The Centre has made it clear that failure of the outfit to submit a fresh charter of demand will lead to scrapping of the ceasefire that is now in operation between the militant group and the Indian forces.
The NDFB which has been in truce with the government since May 2005, had earlier submitted only one demand before the Centre--the liberation of 'Bodoland'--that has been rejected outright by the government.
The Centre, meanwhile, has extended the ceasefire with the NDFB for one more month till end of September, doing away with the practice of six-month extension of the truce.
The actual negotiation between the government and the NDFB has failed to take off so far as the militant group has failed to submit a detail charter of demands despite its continuing 'consultation with civil society groups within the Bodo tribal community'.
In the meantime hundreds of NDFB cadres are lodged in truce-time camps even as the outfit's fugitive commander in chief or the chairman Ranjan Daimary alias D Nabla continued to remain outside the country.
The NDFB has been maintaining that the peace talks could be started by the government on the basis of the whatever demands it had already submitted and is game to assess what concessions it can elicit from the Centre on the basis of its demands during the course of negotiation.

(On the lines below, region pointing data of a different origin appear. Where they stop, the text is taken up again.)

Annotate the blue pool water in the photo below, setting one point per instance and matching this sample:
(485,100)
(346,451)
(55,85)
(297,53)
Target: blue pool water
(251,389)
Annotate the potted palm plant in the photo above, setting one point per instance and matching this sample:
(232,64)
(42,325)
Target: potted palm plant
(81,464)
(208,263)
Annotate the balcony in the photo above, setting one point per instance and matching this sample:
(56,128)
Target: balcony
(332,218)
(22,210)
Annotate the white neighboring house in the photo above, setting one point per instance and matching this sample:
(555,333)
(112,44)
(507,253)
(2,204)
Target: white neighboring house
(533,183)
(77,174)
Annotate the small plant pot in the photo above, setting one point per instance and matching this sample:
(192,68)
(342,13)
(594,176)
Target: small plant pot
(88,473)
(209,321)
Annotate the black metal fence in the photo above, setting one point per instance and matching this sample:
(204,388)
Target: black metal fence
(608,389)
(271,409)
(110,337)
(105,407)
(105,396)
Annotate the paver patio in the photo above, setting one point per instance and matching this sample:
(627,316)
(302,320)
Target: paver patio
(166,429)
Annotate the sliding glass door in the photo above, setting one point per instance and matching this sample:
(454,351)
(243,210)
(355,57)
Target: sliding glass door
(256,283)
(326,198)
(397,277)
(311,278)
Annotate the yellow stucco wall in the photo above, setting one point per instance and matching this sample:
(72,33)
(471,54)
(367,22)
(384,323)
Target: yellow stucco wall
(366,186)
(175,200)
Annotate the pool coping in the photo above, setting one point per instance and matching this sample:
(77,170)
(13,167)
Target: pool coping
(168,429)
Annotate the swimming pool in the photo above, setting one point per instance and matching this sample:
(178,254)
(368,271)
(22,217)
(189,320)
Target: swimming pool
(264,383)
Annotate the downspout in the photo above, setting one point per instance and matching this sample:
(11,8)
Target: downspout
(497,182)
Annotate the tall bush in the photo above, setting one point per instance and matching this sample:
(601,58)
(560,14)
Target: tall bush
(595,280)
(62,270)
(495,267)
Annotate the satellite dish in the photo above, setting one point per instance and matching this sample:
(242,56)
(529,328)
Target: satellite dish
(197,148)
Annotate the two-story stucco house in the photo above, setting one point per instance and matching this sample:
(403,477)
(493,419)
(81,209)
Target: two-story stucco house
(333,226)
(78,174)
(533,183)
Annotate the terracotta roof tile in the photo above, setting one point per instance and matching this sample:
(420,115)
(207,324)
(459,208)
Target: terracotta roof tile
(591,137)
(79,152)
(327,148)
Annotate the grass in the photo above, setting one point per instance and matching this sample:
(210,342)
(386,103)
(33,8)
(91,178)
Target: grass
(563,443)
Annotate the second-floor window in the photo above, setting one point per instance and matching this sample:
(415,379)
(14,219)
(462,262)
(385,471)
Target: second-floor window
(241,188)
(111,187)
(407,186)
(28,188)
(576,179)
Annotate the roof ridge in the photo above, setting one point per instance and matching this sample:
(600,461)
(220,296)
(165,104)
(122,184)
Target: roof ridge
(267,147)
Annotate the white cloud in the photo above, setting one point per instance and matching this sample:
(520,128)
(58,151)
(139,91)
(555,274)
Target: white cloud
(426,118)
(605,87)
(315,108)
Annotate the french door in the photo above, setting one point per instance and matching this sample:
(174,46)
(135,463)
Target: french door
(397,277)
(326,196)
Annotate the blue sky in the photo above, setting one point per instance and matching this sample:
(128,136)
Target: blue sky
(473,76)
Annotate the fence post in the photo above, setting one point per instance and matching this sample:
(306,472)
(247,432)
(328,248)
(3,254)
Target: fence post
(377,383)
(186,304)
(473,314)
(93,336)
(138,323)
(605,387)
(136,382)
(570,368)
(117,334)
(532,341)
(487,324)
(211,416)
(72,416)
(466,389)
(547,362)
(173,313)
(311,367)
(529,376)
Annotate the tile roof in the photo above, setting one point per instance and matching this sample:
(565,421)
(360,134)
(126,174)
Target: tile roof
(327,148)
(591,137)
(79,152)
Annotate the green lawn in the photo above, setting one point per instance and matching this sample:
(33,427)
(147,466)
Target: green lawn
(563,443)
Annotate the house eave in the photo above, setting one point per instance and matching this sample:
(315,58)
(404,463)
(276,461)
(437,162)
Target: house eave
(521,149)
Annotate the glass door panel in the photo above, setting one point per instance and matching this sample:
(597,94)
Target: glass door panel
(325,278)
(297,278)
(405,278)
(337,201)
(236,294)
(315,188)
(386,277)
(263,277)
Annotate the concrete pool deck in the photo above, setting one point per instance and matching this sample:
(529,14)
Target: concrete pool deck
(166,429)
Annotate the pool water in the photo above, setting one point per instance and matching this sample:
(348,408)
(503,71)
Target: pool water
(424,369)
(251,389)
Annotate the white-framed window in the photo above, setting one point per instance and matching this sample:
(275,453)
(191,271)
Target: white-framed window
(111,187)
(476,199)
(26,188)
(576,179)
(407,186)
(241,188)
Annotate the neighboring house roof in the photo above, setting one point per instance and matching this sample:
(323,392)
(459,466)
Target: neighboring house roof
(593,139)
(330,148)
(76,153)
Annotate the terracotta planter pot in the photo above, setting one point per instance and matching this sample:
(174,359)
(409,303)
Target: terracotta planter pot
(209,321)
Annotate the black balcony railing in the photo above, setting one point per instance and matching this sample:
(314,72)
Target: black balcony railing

But the government is in no mood to play to the tunes of the militants group and has decided to adopt a tough posture regarding the demands of the outfit.
The government, in principle can't hold talks with the NDFB on the basis of its current demand for sovereignty or liberation of Bodoland given that the it is the 'demand for restoration of sovereignty of Assam' that has been the stumbling block in holding dialogue with the banned United Liberation Front of Asom.